Modeling categorical variables when the purpose is prediction

Elisabetta · March 9, 2022, 4:53pm

Dear all,

I am a statistician and recently I started to collaborate with people expert in machine learining/artificial intelligence on a study where the main aim is to build a prediction model (to make accurate predictions) given a large set of candidate predictors, continuous and categorical.

So, with regard to the categorical ones with k categories (with k=1,…,K), I used to think that even when the purpose is making predictions, you should include, among the candidate predictors set, only K-1 dummy variables. But I have noticed that the ML/AI guys used to include all of them (so for K=3, 3 summies).
Is that correct?

Thank you in advance for any thought on that.

Elisabetta

f2harrell · March 9, 2022, 11:30pm

My guess is they are effectively using a cell means model whereas you are including an intercept in your model.

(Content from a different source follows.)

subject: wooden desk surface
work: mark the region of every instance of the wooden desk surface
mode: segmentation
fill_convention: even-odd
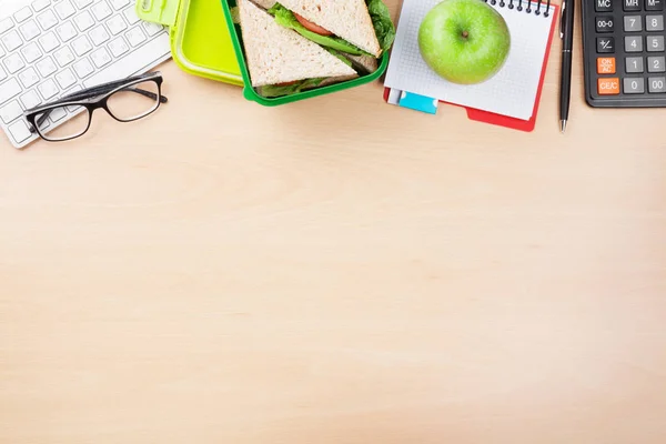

Elisabetta · March 10, 2022, 4:46pm

My impression is that they use one-hot encoding “by default”. When is it appropriate and when it is not?
I read that it might be acceptable when you do feature selection. This means that if for example I use the elastic-net I can (HAVE TO?) use the one-hot encoding?
Is there a reference article/book that talk about that?
Thanks a lot,
Elisabetta

Vattaka · March 14, 2022, 6:26am

It doesn’t have to do with feature selection, but it does have to do with regularization. Most ML models are regularized in some way.

You can do this even if there is an intercept term if you use Bayesian or L2/L1 regularized regression. You don’t have to do this when using elastic net but its the other way around- if you do this you basically need some sort of regularization Then the multicollinearity caused by the “overcomplete” one-hot representation becomes a non issue.

Often times for example in NLP the dimension of words (which are categories) is so high that it the model needs to be regularized regardless so you may as well do this. In neural networks or even GLMs (a 1 output layer only NN is a GLM) without a penalty but trained with SGD (stochastic gradient descent) if you do early stopping before the minimum even that amounts to some degree of regularization.

So essentially, its fine to do this when the model is regularized. Sometimes Bayesians also do this so its not just ML.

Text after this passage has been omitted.